Gezi Parkı olayları esnasında İzmir'de kameralara yansıyan bu görüntülerin yankıları bitmek bilmiyor. Olayın faili durumunda ki polislerin avukatı Burcu Yıldırım, iddianamede copun bir silah olarak değerlendirildiğini, fakat copun bir 'hizmet aracı' olduğunu savundu.

Antalya'da Gezi Parkı direnişine destek eylemlerinde Erdem Kara'ya orantısız güç uyguladıkları iddia edilen 6 polisin tutuksuz yargılandığı davanın ikinci duruşması görüldü. Polislerin avukatı Burcu Yıldırım, iddianamede copun bir silah olarak değerlendirildiğini, fakat ilgili kanunun uyarınca copun bir 'hizmet aracı' olduğunu savundu.

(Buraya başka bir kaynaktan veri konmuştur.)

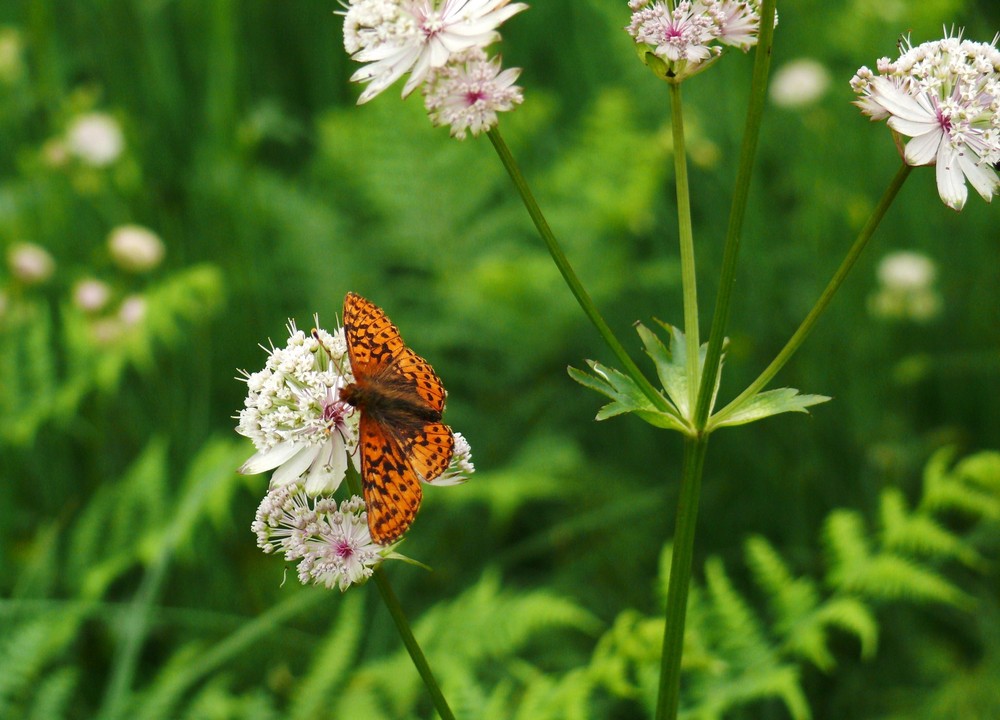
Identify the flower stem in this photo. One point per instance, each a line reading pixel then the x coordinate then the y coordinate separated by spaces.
pixel 402 624
pixel 741 191
pixel 686 235
pixel 668 697
pixel 412 647
pixel 836 281
pixel 575 286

Antalya'da 3 Haziran 2013 tarihinde, İstanbul Taksim Gezi Parkı'ndan başlayan eylemlere destek vermek amacıyla AKP il binası önünde eylem yapıldı. Eylem sırasında bölgede bir apartmandan çekilen görüntülerde, TOMA'nın sıktığı basınçlı sudan korunmak için palmiye ağacı arkasında sığınan 25 yaşındaki Erdem Kara'ya, aralarında sivil giyimlilerin de olduğu bir grup polisin müdahalede bulunduğu görüldü. Bir polis memurunun arkadan yakaladığı Erdem Kara direnince coplandı. Darbelerin etkisiyle düşen Kara'yı yerde de tekmeleyen polisler, daha sonra gözaltına aldı.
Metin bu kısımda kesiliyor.